Choosing Marriage on the Basis of Love
Prior to the eighteenth century in Western Europe and elsewhere around the globe, marriage between a man and a woman had little to do with lifelong loving companionship. What is more, a betrothed couple had little to say in the matter; it was often not even their choice to get married! In her research on the history of marriage, Coontz (2005) writes that, over many generations, most societies held marriage as an important political and economic institution that ensured that nobility could acquire vast wealth and/or political power through making alliances with other families. Also, for people of less means, marriage allowed families to pool resources, such as land and an adequate labor force, to support a family business. It wasn’t the two people getting married who made the choice to marry; it was their parents, community elders, clergy or politicians. That two people can choose to get married on the basis of their love for each other has only been around for a little over two hundred years.
The Enlightenment of the eighteenth century influenced relations between men and women in radical ways. Societal ideals such as individual liberty, freedom of speech and the equality of men began to challenge older conceptions of marriage. In Western Europe and America, the freedom to choose whom you could marry was an utterly new idea. It ushered in a new realm of personal responsibility for one’s marriage. One could argue that without the fundamental opportunity to choose, a person or a couple had no real sense of responsibility for the quality of one’s marriage. Prior to this time, two people could live in a state of matrimony and pay little attention to the quality of their relationship. For thousands of years, societal norms allowed husbands to wield great power in marriage. Husbands owned all the property in the family, including his wife’s possessions, made family decisions, often unilaterally, and punished his wife if she disobeyed him. There was little equality between the sexes, no real freedom of speech or any real focus on the quality of one’s marriage. All this began to transform during The Enlightenment.

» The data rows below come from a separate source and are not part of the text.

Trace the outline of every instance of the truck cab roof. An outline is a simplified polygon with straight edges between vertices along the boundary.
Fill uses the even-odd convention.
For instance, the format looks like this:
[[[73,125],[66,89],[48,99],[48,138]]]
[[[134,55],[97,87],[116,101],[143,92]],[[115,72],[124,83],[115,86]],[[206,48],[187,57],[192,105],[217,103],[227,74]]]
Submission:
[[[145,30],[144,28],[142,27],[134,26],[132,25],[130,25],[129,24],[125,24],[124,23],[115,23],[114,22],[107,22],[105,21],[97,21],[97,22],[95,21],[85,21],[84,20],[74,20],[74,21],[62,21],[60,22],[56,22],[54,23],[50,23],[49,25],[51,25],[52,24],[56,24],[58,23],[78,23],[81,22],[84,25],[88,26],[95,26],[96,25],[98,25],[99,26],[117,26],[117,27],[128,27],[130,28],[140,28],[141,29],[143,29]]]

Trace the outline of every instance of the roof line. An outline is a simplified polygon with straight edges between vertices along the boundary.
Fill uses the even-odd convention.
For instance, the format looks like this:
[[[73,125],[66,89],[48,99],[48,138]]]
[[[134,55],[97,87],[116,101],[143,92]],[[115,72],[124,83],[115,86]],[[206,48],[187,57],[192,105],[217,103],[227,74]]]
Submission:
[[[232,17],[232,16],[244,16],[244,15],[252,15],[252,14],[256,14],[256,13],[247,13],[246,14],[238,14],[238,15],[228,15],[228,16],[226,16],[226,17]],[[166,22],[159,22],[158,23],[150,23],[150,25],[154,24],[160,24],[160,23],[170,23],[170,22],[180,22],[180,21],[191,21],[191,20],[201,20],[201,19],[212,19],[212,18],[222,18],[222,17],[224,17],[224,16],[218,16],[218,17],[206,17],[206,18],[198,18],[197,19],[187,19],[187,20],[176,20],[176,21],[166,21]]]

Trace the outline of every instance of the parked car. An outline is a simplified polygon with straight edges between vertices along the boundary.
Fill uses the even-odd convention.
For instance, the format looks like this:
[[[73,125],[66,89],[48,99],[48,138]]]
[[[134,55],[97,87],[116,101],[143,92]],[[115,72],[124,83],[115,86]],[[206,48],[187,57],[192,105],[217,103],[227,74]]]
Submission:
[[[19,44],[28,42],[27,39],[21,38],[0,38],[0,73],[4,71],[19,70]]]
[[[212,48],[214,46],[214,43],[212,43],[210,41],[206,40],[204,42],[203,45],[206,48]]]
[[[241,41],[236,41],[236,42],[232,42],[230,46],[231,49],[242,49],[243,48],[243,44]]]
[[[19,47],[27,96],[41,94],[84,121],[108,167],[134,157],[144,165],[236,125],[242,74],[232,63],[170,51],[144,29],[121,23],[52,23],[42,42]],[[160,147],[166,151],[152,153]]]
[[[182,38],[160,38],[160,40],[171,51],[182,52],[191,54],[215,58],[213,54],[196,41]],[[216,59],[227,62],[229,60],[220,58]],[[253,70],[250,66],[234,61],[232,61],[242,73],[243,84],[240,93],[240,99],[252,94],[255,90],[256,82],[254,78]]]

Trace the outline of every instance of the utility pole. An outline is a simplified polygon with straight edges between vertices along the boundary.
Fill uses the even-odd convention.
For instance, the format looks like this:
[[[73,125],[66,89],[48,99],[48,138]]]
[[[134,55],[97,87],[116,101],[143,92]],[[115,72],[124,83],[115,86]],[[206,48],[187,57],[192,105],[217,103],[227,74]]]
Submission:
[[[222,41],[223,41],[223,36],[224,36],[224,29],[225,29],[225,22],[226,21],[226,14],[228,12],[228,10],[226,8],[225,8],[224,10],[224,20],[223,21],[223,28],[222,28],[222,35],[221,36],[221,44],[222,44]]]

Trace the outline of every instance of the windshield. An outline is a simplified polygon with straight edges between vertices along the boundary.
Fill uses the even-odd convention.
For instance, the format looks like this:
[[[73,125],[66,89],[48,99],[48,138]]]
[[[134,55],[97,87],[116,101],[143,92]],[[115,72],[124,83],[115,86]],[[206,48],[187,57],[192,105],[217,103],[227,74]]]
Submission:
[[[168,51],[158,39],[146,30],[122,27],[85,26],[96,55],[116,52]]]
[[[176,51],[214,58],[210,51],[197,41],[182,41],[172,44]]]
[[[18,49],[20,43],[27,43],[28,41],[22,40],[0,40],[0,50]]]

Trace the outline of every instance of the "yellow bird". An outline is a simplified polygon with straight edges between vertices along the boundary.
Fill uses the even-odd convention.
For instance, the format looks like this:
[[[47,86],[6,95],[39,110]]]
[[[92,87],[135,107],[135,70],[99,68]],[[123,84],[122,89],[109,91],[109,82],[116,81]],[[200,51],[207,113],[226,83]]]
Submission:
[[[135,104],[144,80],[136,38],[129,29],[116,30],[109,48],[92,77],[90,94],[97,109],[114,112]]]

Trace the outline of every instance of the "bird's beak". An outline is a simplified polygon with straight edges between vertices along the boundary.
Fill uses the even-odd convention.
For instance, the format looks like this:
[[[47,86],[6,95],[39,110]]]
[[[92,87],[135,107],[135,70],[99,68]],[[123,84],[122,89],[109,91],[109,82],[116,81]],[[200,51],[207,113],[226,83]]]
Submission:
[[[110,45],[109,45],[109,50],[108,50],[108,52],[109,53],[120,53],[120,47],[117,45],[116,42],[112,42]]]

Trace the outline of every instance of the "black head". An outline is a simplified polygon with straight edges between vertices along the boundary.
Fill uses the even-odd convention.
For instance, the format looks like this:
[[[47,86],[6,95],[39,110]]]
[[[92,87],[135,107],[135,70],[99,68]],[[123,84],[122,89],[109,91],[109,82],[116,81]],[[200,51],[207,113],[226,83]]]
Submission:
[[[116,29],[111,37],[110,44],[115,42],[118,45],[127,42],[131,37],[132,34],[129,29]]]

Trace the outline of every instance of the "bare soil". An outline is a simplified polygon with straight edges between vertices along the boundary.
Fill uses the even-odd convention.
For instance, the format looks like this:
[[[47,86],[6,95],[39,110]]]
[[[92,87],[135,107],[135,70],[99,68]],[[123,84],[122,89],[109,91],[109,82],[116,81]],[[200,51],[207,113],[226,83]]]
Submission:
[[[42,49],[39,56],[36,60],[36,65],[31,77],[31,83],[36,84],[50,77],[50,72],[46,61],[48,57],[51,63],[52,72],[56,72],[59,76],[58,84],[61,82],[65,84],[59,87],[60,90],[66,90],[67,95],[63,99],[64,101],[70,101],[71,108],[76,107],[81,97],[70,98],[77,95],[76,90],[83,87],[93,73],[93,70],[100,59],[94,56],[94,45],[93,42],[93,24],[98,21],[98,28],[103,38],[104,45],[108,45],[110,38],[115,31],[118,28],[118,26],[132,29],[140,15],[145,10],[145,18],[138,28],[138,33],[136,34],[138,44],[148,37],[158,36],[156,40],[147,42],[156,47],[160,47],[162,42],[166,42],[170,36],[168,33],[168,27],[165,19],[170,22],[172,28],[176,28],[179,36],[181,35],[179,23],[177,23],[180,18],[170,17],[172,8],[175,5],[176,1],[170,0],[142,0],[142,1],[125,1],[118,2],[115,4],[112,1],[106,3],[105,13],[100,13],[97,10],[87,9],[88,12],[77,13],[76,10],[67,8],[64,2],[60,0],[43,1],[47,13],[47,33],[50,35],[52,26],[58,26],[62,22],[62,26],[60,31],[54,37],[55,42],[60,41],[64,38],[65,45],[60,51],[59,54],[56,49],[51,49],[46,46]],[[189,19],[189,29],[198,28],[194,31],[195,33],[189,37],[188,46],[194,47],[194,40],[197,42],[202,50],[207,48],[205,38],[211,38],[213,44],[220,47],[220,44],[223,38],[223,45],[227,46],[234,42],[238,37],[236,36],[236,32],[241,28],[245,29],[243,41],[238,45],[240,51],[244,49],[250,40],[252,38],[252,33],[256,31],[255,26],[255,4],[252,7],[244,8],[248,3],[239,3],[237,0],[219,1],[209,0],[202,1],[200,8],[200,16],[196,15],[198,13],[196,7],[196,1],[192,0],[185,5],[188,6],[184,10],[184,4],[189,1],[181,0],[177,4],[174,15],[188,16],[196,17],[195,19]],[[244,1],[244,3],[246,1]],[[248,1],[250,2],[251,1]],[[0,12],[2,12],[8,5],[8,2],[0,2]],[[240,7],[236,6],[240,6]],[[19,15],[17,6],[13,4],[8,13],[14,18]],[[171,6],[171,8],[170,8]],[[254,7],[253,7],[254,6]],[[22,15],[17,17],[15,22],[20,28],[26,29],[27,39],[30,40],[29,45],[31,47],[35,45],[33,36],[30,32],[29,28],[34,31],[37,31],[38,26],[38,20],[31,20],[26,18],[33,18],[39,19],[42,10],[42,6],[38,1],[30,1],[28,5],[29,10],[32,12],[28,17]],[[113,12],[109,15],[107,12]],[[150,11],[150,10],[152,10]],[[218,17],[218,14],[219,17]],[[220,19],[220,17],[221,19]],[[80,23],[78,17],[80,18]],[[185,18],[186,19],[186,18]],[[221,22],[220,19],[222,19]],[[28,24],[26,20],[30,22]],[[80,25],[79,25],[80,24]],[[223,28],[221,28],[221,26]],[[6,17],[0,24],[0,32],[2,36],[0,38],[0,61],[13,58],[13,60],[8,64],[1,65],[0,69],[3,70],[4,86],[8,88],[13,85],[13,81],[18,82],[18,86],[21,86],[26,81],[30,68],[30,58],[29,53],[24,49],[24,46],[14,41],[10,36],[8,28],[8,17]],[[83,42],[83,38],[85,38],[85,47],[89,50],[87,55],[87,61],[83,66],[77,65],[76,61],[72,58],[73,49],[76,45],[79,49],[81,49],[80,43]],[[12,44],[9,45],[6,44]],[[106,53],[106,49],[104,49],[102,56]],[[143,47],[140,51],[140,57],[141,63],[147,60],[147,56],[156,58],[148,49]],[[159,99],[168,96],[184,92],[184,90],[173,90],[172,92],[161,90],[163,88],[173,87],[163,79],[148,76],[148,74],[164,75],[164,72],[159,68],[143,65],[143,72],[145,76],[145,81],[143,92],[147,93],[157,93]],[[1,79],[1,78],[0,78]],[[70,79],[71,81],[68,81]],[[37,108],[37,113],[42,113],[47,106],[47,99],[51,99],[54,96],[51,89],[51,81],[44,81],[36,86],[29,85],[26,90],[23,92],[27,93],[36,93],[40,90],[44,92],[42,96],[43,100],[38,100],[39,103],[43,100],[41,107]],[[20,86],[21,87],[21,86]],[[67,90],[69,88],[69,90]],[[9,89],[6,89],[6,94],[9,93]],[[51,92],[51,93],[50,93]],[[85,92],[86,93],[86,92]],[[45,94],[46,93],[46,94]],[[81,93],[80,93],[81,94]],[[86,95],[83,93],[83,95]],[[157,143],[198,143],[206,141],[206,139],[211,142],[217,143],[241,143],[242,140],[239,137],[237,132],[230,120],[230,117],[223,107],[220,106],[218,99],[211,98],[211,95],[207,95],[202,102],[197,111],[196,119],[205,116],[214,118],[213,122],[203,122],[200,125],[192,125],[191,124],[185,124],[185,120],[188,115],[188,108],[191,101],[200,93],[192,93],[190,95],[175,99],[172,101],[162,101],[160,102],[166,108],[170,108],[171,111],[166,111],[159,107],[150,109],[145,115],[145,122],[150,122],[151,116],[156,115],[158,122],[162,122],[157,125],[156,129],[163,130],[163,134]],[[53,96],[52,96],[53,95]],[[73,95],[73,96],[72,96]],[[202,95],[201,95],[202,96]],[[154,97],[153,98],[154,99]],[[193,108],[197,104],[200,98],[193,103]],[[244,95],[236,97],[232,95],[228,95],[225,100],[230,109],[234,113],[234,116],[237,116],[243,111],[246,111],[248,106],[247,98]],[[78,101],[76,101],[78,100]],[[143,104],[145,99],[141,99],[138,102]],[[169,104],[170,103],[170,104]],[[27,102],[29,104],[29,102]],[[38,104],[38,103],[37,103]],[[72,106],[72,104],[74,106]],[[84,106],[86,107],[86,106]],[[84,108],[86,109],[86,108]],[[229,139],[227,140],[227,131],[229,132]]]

Coontz (2005) writes that with the rise of the market economy during the late eighteenth century and early nineteenth century, men were freed from their families to earn a living and husbands were now seen as the person in the family who was responsible for being the the main economic provider. A wife’s role was to set the standards for moral behavior and to attend to the emotional needs of family members. Married couples began to set up their own households and their homes became places of refuge from one’s work and community responsibilities. The emotional climate in the home began to be an important factor in the health and well-being of one’s marriage.
With men and women being able to choose whom they could marry, couples began to marry for one simple little reason: They loved each other. Now men and women had a dual task in their marital life: How to keep their experience love alive and stay committed to each other over a lifetime. This was squarely their job now.
Reference
Coontz, S. (2005) Marriage, a history: How love conquered marriage. New York, New York: Penguin Books.